Barsanti nodded. “The people that are here a long time, you’ll get to know their extended family and sometimes they’ll stop in and say hi,” she said. She has volunteered at Francis House for 15 years.

When asked if they ever find it difficult to come to Francis House, they look at each other and shrug. “It’s really not a depressing place,” Anastasi said. “No, I like it here,” Barsanti smiled, sliding a plate of cookies across the counter. “You’ve got to try one of these.”

Then a few people came in from the rain. “Hey, I know that lady!” Anastasi said and was off to give her a big hug.

Volunteers are necessary to keep the quality of care as high as it is at Francis House. It costs $6,700 to care for one resident for one month. While families are asked to pay toward this if they can, no one is turned away because they can’t afford to pay. “Oftentimes people have nothing, and that’s okay with us,” said Beth Lynn Hoey, director of development.

But since Francis House is not a licensed medical facility, the organization receives no government money. It does not receive funding from the Syracuse Diocese or organizations like the United Way either. “Our budget is $1.2 million a year and that comes from donations,” Hoey said.

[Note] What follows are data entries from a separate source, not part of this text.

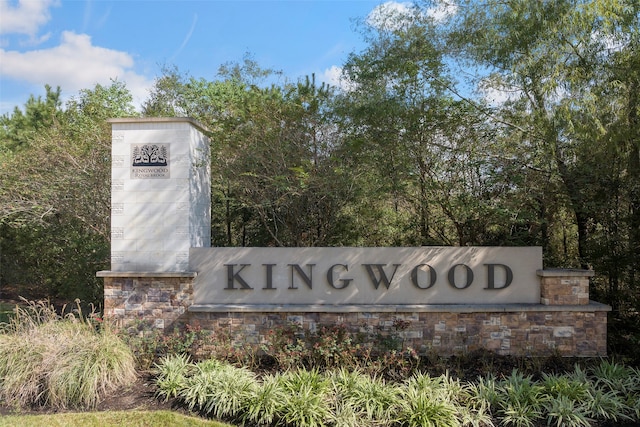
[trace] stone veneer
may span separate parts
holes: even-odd
[[[273,328],[344,325],[360,336],[395,336],[405,347],[442,355],[487,349],[501,355],[605,356],[607,311],[589,301],[592,271],[540,270],[541,304],[267,306],[193,304],[196,273],[99,272],[105,318],[121,326],[147,320],[173,331],[185,325],[224,328],[237,345],[259,348]],[[283,311],[286,309],[287,311]],[[399,324],[404,325],[398,327]]]

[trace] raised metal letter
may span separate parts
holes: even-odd
[[[262,264],[262,265],[267,267],[267,271],[266,271],[267,283],[266,283],[265,287],[262,288],[262,289],[275,289],[273,287],[273,266],[275,264]]]
[[[504,264],[485,264],[487,266],[487,287],[485,289],[504,289],[513,281],[513,271]],[[504,285],[496,286],[495,268],[502,267],[505,271],[506,277]]]
[[[418,271],[420,271],[420,267],[429,267],[429,285],[426,287],[422,287],[420,283],[418,283]],[[413,270],[411,270],[411,283],[418,289],[429,289],[436,283],[436,278],[436,271],[429,264],[416,265]]]
[[[391,274],[390,279],[387,277],[387,273],[385,273],[384,271],[384,266],[386,264],[362,264],[362,265],[367,269],[367,273],[369,273],[369,279],[371,280],[371,283],[373,284],[374,288],[378,289],[380,287],[380,283],[382,282],[384,286],[387,289],[389,289],[389,285],[393,280],[393,276],[396,275],[396,271],[398,271],[398,267],[400,267],[402,264],[393,264],[395,268],[393,269],[393,273]],[[377,275],[373,271],[373,267],[375,267],[376,270],[378,270]]]
[[[349,266],[348,265],[334,264],[331,267],[329,267],[329,270],[327,270],[327,282],[329,282],[329,285],[331,285],[331,287],[333,287],[335,289],[344,289],[347,286],[349,286],[349,284],[351,283],[351,281],[353,279],[340,279],[339,281],[342,282],[342,286],[336,286],[336,284],[333,283],[333,268],[334,267],[338,267],[338,266],[344,268],[345,271],[349,271]]]
[[[298,273],[298,276],[302,279],[302,281],[309,287],[309,289],[313,289],[313,266],[315,264],[307,264],[309,267],[309,275],[302,271],[302,267],[298,264],[288,264],[291,267],[291,284],[289,285],[289,289],[298,289],[293,282],[293,272]]]
[[[456,268],[460,266],[464,267],[464,269],[467,271],[467,281],[462,287],[456,286]],[[469,267],[466,264],[456,264],[449,269],[449,274],[447,275],[447,278],[449,279],[449,284],[451,285],[452,288],[467,289],[469,286],[471,286],[471,282],[473,282],[473,270],[471,270],[471,267]]]
[[[249,284],[240,276],[240,272],[245,267],[249,267],[251,264],[240,264],[240,270],[234,272],[233,267],[238,264],[224,264],[227,267],[227,287],[225,289],[236,289],[233,287],[234,282],[238,282],[241,286],[240,289],[253,289]]]

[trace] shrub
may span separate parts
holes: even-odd
[[[92,408],[134,381],[131,351],[95,319],[83,318],[79,305],[64,316],[46,302],[17,308],[0,334],[0,398],[18,407]]]
[[[216,418],[233,419],[240,417],[256,387],[256,376],[248,369],[211,359],[195,365],[178,396],[189,409]]]
[[[309,360],[309,346],[297,324],[270,330],[260,347],[282,370],[302,368]]]
[[[342,417],[352,414],[361,425],[389,425],[396,418],[400,389],[359,370],[339,369],[329,375],[335,406]]]
[[[626,368],[625,390],[635,393],[637,370]],[[608,372],[609,380],[589,372]],[[617,372],[615,375],[611,370]],[[260,426],[590,426],[637,422],[637,394],[610,387],[619,367],[542,375],[513,370],[475,382],[448,373],[414,373],[402,382],[361,368],[290,370],[263,375],[215,359],[193,363],[165,357],[157,366],[158,396],[241,425]],[[631,386],[629,385],[631,384]],[[600,423],[600,424],[599,424]]]
[[[279,418],[285,425],[314,427],[327,425],[331,419],[331,387],[317,370],[288,371],[278,377],[285,393]]]
[[[257,425],[273,425],[283,412],[286,400],[287,395],[279,376],[265,375],[246,401],[242,421]]]
[[[156,364],[156,396],[167,400],[175,399],[186,387],[187,377],[193,365],[189,356],[173,354],[165,356]]]
[[[546,401],[544,387],[533,381],[531,376],[514,369],[509,377],[499,382],[498,391],[498,415],[504,425],[533,427],[542,416]]]
[[[588,410],[606,420],[640,421],[640,371],[608,360],[591,369],[594,390]]]
[[[591,420],[584,409],[569,396],[560,394],[544,403],[547,425],[556,427],[589,427]]]
[[[446,376],[414,374],[402,387],[400,422],[407,426],[455,427],[460,411],[447,386]]]
[[[358,364],[360,345],[354,342],[344,325],[321,326],[310,341],[313,366],[353,368]]]
[[[149,320],[137,320],[127,328],[118,331],[122,339],[135,355],[136,366],[148,371],[157,360],[161,349],[161,333]]]

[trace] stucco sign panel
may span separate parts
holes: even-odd
[[[192,248],[196,304],[539,304],[540,247]]]

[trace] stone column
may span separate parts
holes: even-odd
[[[543,305],[588,305],[589,278],[593,270],[548,269],[540,277],[540,303]]]
[[[188,118],[125,118],[112,126],[111,270],[105,317],[165,328],[192,304],[189,249],[211,246],[207,130]]]

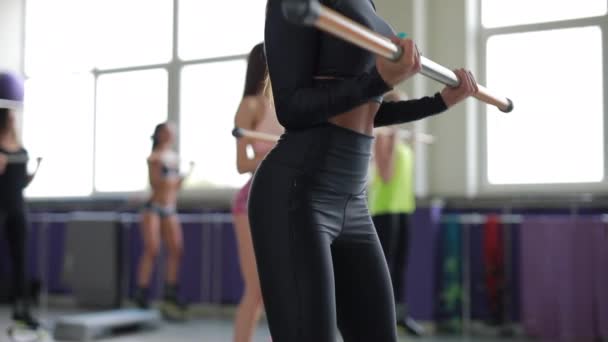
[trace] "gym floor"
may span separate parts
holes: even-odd
[[[46,315],[41,316],[46,322],[52,320],[53,317],[60,317],[77,313],[74,310],[49,311]],[[46,316],[46,317],[45,317]],[[232,321],[229,318],[197,318],[192,319],[187,323],[169,324],[164,323],[158,329],[148,329],[140,331],[125,332],[111,337],[105,337],[98,341],[111,342],[166,342],[166,341],[193,341],[193,342],[230,342],[232,340]],[[0,307],[0,341],[5,341],[4,332],[9,327],[10,310],[8,307]],[[260,323],[256,336],[253,342],[270,342],[268,328],[264,322]],[[426,337],[426,338],[408,338],[401,335],[400,341],[418,341],[418,342],[524,342],[528,339],[492,339],[492,338],[464,338],[464,337]]]

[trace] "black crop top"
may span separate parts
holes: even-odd
[[[387,37],[391,27],[371,0],[321,3]],[[391,88],[376,69],[376,56],[316,28],[288,22],[281,0],[269,0],[265,47],[279,122],[288,130],[312,127],[381,97]],[[339,80],[324,82],[315,77]],[[418,120],[446,109],[439,94],[418,100],[382,103],[374,126]]]
[[[25,157],[27,151],[9,152],[0,148],[0,153],[9,157]],[[27,186],[27,163],[10,163],[0,174],[0,211],[23,208],[23,189]]]

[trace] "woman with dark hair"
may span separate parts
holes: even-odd
[[[139,261],[135,302],[140,308],[149,307],[150,276],[160,249],[162,235],[167,247],[162,313],[168,320],[183,320],[185,308],[178,300],[178,275],[183,242],[176,204],[179,189],[187,175],[180,174],[179,158],[173,150],[174,131],[173,124],[165,122],[157,125],[152,135],[152,153],[148,157],[148,177],[152,195],[142,212],[141,232],[144,251]]]
[[[272,104],[263,44],[256,45],[249,54],[245,93],[234,121],[235,126],[242,129],[276,135],[283,133],[283,127],[277,121]],[[253,149],[252,157],[247,155],[249,146]],[[251,141],[247,138],[237,140],[236,167],[238,172],[241,174],[253,173],[273,146],[274,144],[271,143]],[[232,205],[241,274],[245,283],[244,293],[235,317],[235,342],[251,341],[263,306],[247,216],[250,185],[251,180],[247,181],[245,186],[236,194]]]
[[[383,102],[416,74],[420,55],[395,37],[371,0],[322,1],[389,37],[397,62],[310,27],[268,2],[266,60],[276,113],[286,128],[258,167],[249,219],[274,342],[397,340],[393,291],[365,189],[374,127],[445,111],[475,93],[470,72],[433,97]]]
[[[34,179],[38,167],[28,174],[28,153],[17,136],[14,109],[22,101],[21,81],[12,74],[0,73],[0,225],[4,226],[12,262],[13,320],[37,329],[39,324],[30,312],[27,285],[28,227],[23,189]],[[37,161],[39,165],[40,159]]]

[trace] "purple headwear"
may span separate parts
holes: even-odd
[[[23,106],[23,80],[6,71],[0,72],[0,108],[17,109]]]

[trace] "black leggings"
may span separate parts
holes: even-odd
[[[396,341],[393,292],[366,202],[372,138],[285,134],[254,177],[249,217],[274,342]]]
[[[4,232],[11,258],[13,294],[16,301],[27,299],[26,288],[26,239],[27,224],[22,210],[1,211]]]
[[[393,281],[395,301],[405,302],[404,273],[407,273],[409,215],[382,214],[372,217]]]

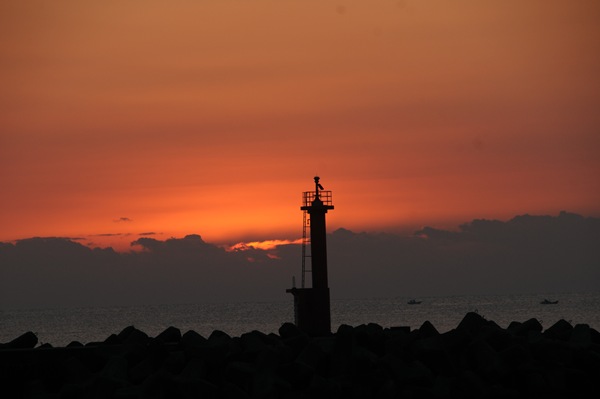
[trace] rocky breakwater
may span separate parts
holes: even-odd
[[[522,398],[600,397],[600,333],[561,320],[506,329],[476,313],[440,334],[376,324],[309,337],[205,338],[127,327],[104,342],[0,347],[0,395],[10,398]]]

Those who can give do, she said. And those who can’t might give their time or talents instead. One man made a cabinet and shelves for the chapel; someone else decorated the altar. Hoey said a group of men come every Thursday morning to fry up some bacon because they insist that a house should smell like bacon. Sister Jane Bourne, OSF, has set up a children’s corner and put together folders with candy, crayons and a card for tiny visitors to decorate and give to a loved one.

Hoey also pointed out how all the quilts on the beds were made by a local quilting group. She showed one on a neatly-made, empty bed. On the bed was a sign reading, “Barbara.”

“We’ll leave the room like this for a day or so in reverence for her memory,” Hoey said. “She was a family member. That way caregivers can come in and just sit and remember her.”

Of course, a significant part of the job at Francis House is building relationships, however brief, with the residents. No matter how many times one goes through it, it’s still difficult to lose a friend.

Whaley said there was a death three months ago that still resonates with her.

“It never gets easier,” Whaley said. “For me, in a way, I hope it doesn’t, because when it gets easy I shouldn’t be doing this work anymore.”